= Larch Campbell Renshaw =

American architect

Larch Campbell Renshaw Smith (1906–2002) was an American architect who practiced primarily in Connecticut and Florida, designing residences in the 1930s through the 1970s and writing for architectural publications.

==Personal life and education==
Larch Campbell was born on May 6, 1906, in Monte Vista, Colorado, to Mildred Wadsworth and Bert Campbell. By 1910, Campbell was living in Rio Grande County, Colorado, with her mother, who was working as a saleswoman in a dry goods store, and her older sister Frances, who was born in Illinois in 1902. By 1924, she was enrolled at the University of Wisconsin–Madison, where she was involved in student life and played on the field hockey team and was an officer in the university's division of the Intercollegiate Club.

After completing at least two years at the University of Wisconsin–Madison in 1926, she moved to New York to attend Columbia University's School of Architecture. She graduated with a Bachelor of Architecture degree in 1929, and married classmate Palmer C.R. Renshaw in May of that same year. Shortly after their wedding, they traveled through Europe for several months, with plans to open an architectural practice together. However, in January 1931, Palmer C.R. Renshaw died at the age of 28 from pneumonia.

==Career==
After her husband's death in 1931, Campbell Renshaw worked as a draftswoman at the Small House Service Advisory until 1934. In 1938, she opened her own firm and began practicing in Connecticut, where she maintained a license. She also maintained licensure in New York and Virginia in the 1930s and later in Florida.

==Built Work==
Campbell Renshaw primarily worked on residential projects, both new construction and renovation work. Through the 1930s, her work consisted largely of smaller-scale residential projects. In 1938, she completed the restoration of a historic home in Litchfield, Connecticut, soon followed by two new residences in Darien, Connecticut. She also did remodeling work of a villa in Italy and one in Virginia, as well as the design of a guest house in Maryland.

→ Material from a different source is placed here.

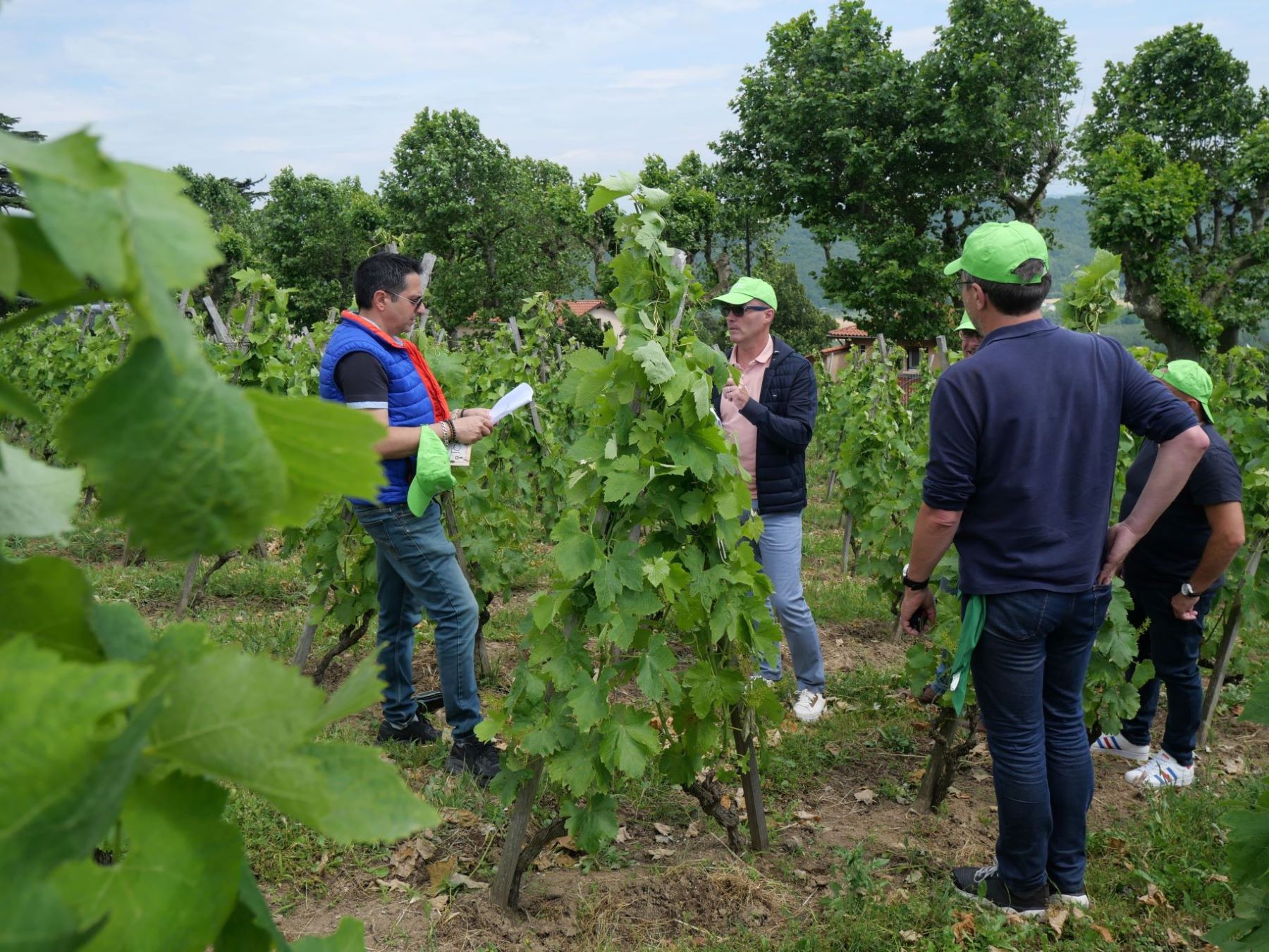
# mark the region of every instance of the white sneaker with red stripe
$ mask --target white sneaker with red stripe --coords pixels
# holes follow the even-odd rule
[[[1150,744],[1133,744],[1126,740],[1122,734],[1103,734],[1089,745],[1089,753],[1094,757],[1108,754],[1145,763],[1150,759]]]
[[[1188,787],[1194,782],[1194,767],[1185,767],[1176,763],[1176,758],[1166,750],[1160,750],[1145,767],[1128,770],[1123,776],[1128,783],[1136,787]]]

Into the 1940s, she continued to practice alone, and was featured in a display of leading architects of Connecticut – "Small Homes are the Fashion"—and was the only woman represented. In 1943, she wrote a two-part piece called “Household Closets: Time-Saver Standards” for Architectural Record, and in 1947 was the executive director of the Town of Stamford Housing Authority. In this capacity, she oversaw the development of a veterans' village. In 1948, she wrote “A Thousand Women in Architecture” and several other pieces for Architectural Record, and through the 1950s designed multiple apartment buildings in Connecticut, including a garden apartment development of 23 units in New Canaan, Connecticut in 1955. It was the first of its type in the community, and was sited to face Mead Park; and J Elliott Smith Apartments was the builder.

By the 1962, she had moved to Florida and continued to work on residential projects including a residence in Palm Beach and in 1970 the renovation of Gulf High School in New Port Richey.

==Personal life==
In 1975, Larch Campbell Renshaw married Bruce Furman Smith in Pinellas, Florida.

She died in 2002.

==Publications==
Campbell, Larch. "Household Closets. Time-Saver Standards. Part I: Basic Elements." Architectural Record, Volume 94 (July 1943): pages 83–86.

Campbell, Larch. "Household Closets. Part II. Time-Saver Standards. Architectural Record, Volume 95 (January 1944): 105–110.

Campbell, Larch. "Time-Saver Standards: The Household Laundry, Architectural Record, Volume 98 (July 1945): 109.

Campbell, Larch. "A thousand women in architecture." Architectural Record, Volume 103 (March 1948): 105–113.